Women in the Making: Medieval Signatures and Self-Portraits of Women Artists Pierre Alain

Pierre Alain Mariaux, Université de Neuchâtel , pierre-alain.mariaux@unine.ch

The work of women as cultural patrons and creators is now clearly recognized and valued, and it enables one to speak with Annemarie Weyl Carr of women as “arbiters of medieval culture”. Thus, women who sponsored or commissioned works of art did so, like their male counterparts, within definable conventions. Can the same be said of women artists?

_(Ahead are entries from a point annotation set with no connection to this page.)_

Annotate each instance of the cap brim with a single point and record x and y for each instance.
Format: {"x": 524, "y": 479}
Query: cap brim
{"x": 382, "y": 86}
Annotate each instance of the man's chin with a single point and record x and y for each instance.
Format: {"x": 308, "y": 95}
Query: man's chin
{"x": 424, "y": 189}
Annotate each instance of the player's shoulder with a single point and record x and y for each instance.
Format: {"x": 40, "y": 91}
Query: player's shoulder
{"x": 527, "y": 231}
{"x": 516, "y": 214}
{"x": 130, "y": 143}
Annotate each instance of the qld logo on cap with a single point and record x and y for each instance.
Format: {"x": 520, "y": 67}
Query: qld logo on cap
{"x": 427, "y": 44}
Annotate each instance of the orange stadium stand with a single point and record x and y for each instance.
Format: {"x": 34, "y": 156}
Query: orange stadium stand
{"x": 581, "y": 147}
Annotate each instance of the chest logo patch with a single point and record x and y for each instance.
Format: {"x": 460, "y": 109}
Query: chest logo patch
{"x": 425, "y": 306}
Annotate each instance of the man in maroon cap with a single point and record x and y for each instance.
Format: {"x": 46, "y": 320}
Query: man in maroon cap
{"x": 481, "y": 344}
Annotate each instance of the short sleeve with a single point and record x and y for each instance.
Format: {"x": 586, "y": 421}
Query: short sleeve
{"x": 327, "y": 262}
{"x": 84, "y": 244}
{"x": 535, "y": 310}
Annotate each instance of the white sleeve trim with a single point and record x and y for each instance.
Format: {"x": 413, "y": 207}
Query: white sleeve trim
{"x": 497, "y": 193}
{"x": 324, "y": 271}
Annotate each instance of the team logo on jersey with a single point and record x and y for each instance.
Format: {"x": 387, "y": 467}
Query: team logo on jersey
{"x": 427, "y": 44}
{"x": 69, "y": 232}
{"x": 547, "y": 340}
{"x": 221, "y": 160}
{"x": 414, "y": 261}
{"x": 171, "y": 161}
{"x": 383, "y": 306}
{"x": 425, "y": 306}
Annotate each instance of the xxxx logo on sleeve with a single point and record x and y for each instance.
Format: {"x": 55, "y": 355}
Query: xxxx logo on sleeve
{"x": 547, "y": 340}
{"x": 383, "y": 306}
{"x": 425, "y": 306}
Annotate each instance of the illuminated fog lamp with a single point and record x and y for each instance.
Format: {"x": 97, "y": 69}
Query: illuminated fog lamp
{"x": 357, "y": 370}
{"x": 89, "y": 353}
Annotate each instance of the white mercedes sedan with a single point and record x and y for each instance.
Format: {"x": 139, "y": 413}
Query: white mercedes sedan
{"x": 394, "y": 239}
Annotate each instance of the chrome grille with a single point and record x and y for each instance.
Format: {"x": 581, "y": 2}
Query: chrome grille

A great part of what we know about medieval artists is based on the inventory and analysis of signed works and self-portraits (to say nothing of textual evidence). Yet, signatures give ambiguous information on the authorship of the work of art, since the artist, the designer, the entrepreneur, and the patron were all engaged in the process of “making”, and all may rightly be characterized as creators of the work. It is the aim of this chapter to study visual arts (portraits and self-portraits) and textual sources (mostly signatures, but also narratives, diplomatic sources, etc.) and to propose a “transverse” study of works “made” by women, crossing lexical, art historical, historical, and theological fields. In particular, my intention is to look closely at the implications of the use of the verb “facere” to describe art making. It is well known that books and textiles are the genres in which one most consistently finds women named, and so it is in these that one can best ponder the issues of women’s artistic productivity. But the ways in which women artists sign or represent themselves in their work remains uncertain. The creative gesture was valued, from the 11th century on, as a performative one copied from the sacerdotal gesture of benediction, and was even viewed / understood as homologous to the creation of the body of Christ at the altar. Yet women were excluded from the priesthood, and this very fact disqualifies them as teachers or mediators of the spiritual, such as their male counterparts. How are the signatures of, and self-portraits of women artists to be understood within such a dynamic?